1868-1912 : un règne, celui de l’empereur Mutsuhito. Une ère, appelée Meiji, dont le nom signifie « gouvernement éclairé ». Quarante-quatre ans seulement, la moitié d’une vie, ont suffi au Japon pour se révolutionner : après deux siècles d’isolement hermétique de son territoire et de sa politique, le Japon s’ouvre à l’Occident. Il emprunte autant qu’il donne, sur le plan politique comme sur le plan culturel. Il crée son image à usage de l’étranger. Il doit se faire découvrir par le monde en même temps qu’il le découvre. Sans s’inventer de toute pièce, il se traduit dans la langue de l’Autre.

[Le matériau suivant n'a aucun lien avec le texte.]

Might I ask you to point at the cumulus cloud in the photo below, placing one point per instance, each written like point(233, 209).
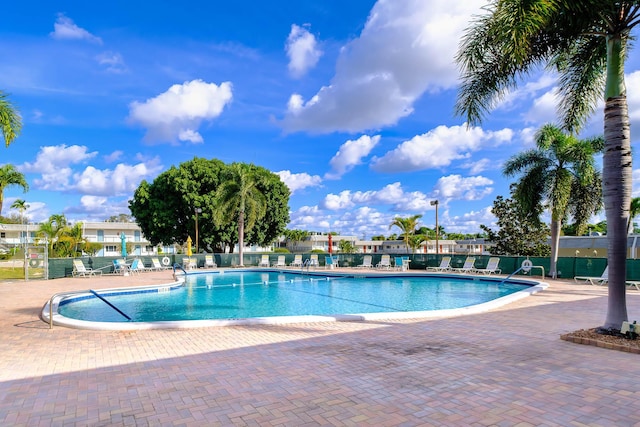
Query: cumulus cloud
point(351, 154)
point(461, 188)
point(176, 114)
point(298, 181)
point(65, 29)
point(112, 61)
point(302, 51)
point(54, 165)
point(122, 180)
point(414, 42)
point(438, 148)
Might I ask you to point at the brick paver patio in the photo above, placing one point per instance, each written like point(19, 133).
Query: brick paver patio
point(507, 367)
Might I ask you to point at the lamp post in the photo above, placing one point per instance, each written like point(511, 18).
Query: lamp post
point(435, 203)
point(198, 210)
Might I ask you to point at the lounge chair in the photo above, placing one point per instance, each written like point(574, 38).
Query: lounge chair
point(157, 265)
point(209, 262)
point(594, 280)
point(366, 262)
point(264, 261)
point(445, 265)
point(297, 261)
point(467, 266)
point(385, 262)
point(279, 262)
point(79, 270)
point(491, 268)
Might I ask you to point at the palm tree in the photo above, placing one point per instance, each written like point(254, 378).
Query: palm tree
point(407, 225)
point(238, 198)
point(633, 212)
point(550, 172)
point(586, 42)
point(10, 176)
point(10, 120)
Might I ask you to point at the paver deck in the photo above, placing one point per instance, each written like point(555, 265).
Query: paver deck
point(506, 367)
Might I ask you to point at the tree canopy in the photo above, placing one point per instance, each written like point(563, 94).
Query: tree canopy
point(165, 208)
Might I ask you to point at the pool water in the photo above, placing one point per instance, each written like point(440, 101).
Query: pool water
point(251, 294)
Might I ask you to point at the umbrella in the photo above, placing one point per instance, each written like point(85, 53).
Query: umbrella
point(123, 244)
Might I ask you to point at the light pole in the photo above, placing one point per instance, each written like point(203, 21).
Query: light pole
point(198, 210)
point(435, 203)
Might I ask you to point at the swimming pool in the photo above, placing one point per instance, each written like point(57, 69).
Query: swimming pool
point(271, 296)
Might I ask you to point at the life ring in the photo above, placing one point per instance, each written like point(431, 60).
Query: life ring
point(526, 265)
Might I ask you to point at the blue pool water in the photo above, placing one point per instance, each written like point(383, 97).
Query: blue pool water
point(251, 294)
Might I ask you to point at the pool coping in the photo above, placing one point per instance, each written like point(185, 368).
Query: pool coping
point(535, 286)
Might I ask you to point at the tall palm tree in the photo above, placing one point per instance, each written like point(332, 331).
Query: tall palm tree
point(238, 198)
point(407, 225)
point(550, 172)
point(10, 120)
point(586, 42)
point(10, 176)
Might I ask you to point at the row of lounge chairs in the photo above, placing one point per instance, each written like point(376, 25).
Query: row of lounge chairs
point(468, 266)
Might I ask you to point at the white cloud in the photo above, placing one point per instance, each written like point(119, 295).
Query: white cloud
point(122, 180)
point(460, 188)
point(54, 162)
point(407, 47)
point(65, 29)
point(438, 148)
point(176, 114)
point(350, 154)
point(298, 181)
point(302, 51)
point(112, 61)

350 pièces réparties entre photographies, estampes, soies, émaux, sculptures, kimonos et paravents d’une valeurs inestimables. 350 pièces qui sont le squelette politique et le beau plumage culturel d’une époque à la fois capitale et méconnue de l’histoire nippone, l’ère Meiji.
L’ère Meiji, qui s’ouvre par un frais matin d’octobre de 1868, coïncide avec le règne de l’empereur Mutsuhito et indique la fin du confinement volontaire du Japon (le « sakoku »), son ouverture aux rapport politiques et commerciaux avec l’Occident. Quand il prête serment, Mutsuhito n’a que quinze ans, l’âge du sublime, du très haut et de la révolution.
L’empereur Mutsuhito, vêtu de l’uniforme militaire à l’occidentale
Le Japon comprend que les barrières ne marchent plus pour se protéger des menaces extérieures et que les portes ouvertes seront son meilleur bouclier. Il s’ouvre donc à l’Occident et fait en sorte que l’Occident lui prête ce qu’il a de bon à offrir : son savoir-faire industriel, ses structures politiques qui marquent la fin du shogunat et du système féodal, son système éducatif.
Le pont Tenjin à Osaka
Ce qu’il rend à l’Occident pour ne pas devoir se le voir imposer, c’est son image, voire son imaginaire. Après plus de deux cents ans d’isolement, le Japon crée l’imagerie du Japon et l’impose : les expositions internationales sont le prétexte idéal pour exposer le savoir-faire nippon, les émaux, les laques, la soie. Le Japon crée ses propres cartes postales qui feront rêver les Occidentaux : le mont Fuji enneigé, les glycines de Kameido Tenjin, les pivoines et la brume. L’Occident découvre la bravoure des coqs et la noblesse des oies, la consistance de la bruine et l’épaisseur du brouillard. La Japon a réussi à décoloniser son image et son savoir-faire en agissant plus vite que la pensée colonisatrice et en imposant ses références avant toute forme de caricature.
Boîte à décor de glycines, émaux cloisonnés et peints, argent, or Nagoya, Japon, vers 1905. Londres, collection Khalili © The Khalili Collections of Japanese Art
L’exposition s’articule en une dizaine de sections allant de la constitution du nouveau Japon réformé et la construction de sa propre mythologie (et ses résistances internes) en passant par les réformes religieuses souhaitées et réelles (la séparation forcée du shintoïsme et du bouddhisme), jusqu’aux déferlantes du japonisme qui ont inspirés et ne cessent d’inspirer les artistes et les artisans du monde entier. Meiji : Splendeurs du Japon impérial est à la fois une exposition d’art, d’histoire politique, d’anthropologie et, en quelque sorte et avec un peu d’audace, un précis de marketing de soi. Elle nous réapprend le sens des mots minutie, maestria et sublime.